Table 14 shows the results for these cases by using both indexes at the same time. The first column indicates the year the reinforcement lines were added. As expected, the inclusion of losses has resulted in a major investment cost to reinforce the system by anticipating the operation of some transmission lines as well as by demanding the construction of more expensive lines 18–20 instead of lines 13–20 as seen at year 10. These aspects show the importance to consider the active transmission line power losses to evaluate the planning in a more realistic way. However, the largest set of candidates lines and the fact that transmission losses introduces nonlinear equations lead the C-COPF formulation difficult to be solved, requiring more computational time. While case 1 spent 4 min running a total of 16 C-COPF, case 2 has spent 34 minutes of CPU time running a total of 14 C-COPF.

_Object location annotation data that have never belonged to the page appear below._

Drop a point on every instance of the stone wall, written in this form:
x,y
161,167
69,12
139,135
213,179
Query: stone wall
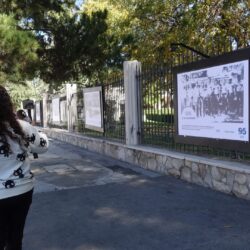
x,y
228,177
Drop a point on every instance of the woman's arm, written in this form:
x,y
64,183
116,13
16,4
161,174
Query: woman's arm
x,y
38,141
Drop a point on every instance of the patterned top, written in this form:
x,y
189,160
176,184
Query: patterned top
x,y
15,175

Table 14 Results for case 1 and case 2

Other simulations were carried out by using NLI from LINGO to directly solve the proposed I-COPF. These simulations have considered the same candidates transmission lines and adding information from previous results of Ms-TPA as follows: (1) the planning begins at year 1, and (2) the maximum number of expansion transmission lines to be constructed in each year is equal to the number given by Table 14. These constraints are enough to make the NLI algorithm able to solve I-COPF by reducing the CPU effort to a suitable computational time.

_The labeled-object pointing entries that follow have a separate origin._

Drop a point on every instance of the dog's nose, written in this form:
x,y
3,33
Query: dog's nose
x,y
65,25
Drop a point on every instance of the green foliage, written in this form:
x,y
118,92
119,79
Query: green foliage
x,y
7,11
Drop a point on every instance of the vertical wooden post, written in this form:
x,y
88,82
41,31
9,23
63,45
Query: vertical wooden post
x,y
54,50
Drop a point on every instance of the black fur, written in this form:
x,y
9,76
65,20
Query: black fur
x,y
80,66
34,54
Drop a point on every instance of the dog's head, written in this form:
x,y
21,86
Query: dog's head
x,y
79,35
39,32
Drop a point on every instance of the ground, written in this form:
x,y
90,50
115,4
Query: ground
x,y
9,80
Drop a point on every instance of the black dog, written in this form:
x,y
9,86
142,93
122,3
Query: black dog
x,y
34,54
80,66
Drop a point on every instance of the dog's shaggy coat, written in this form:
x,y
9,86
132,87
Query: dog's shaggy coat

For case 1, NLI spent 12 hours of simulation and 28 hours for case 2. However, for both cases the results are the same as shown in Table 14. As expected, the inclusion of nonlinearities imposed by transmission losses and the larger set of candidates lines have led the NLI to spend more computational time to solve the problem.

5 Conclusion

This paper has presented a new technique for multistage transmission system expansion planning considering the coupled time investment. From the results obtained, the following aspects can be emphasized:

The multistage optimal power flow (I-COPF) proposed in this work has allowed the treatment of the nonlinearities and integer variables introduced by the transmission active losses and coupled expansion planning variable. In addition, the I-COPF problem can be solved for a small systems using an integer optimization package.

The complexity of the combinatorial search of I-COPF is avoided by using a continuous expansion variable to mitigate integer variable resulting in a continuous and nonlinear coupled (C-COPF) formulation that can be fast solved by using any continuous and nonlinear optimizations packages.

The C-COPF problem provides fast convergence and quality indexes represented by the continuous variable and Lagrange multipliers that are used to indicate good reinforcements during the step-by-step process.

Both the transmission losses and the high number of candidate lines make the proposed Ms-TPA more complex. However, the multistage expansion problem can still be solved in a reasonable computational time for planning matters.

The Ms-TPA proposed in this paper is very efficient to handle a large system together with extensive horizon planning spending low computational effort. This is an important contribution of this paper because these characteristics are not obtained in other methods presented in the literature.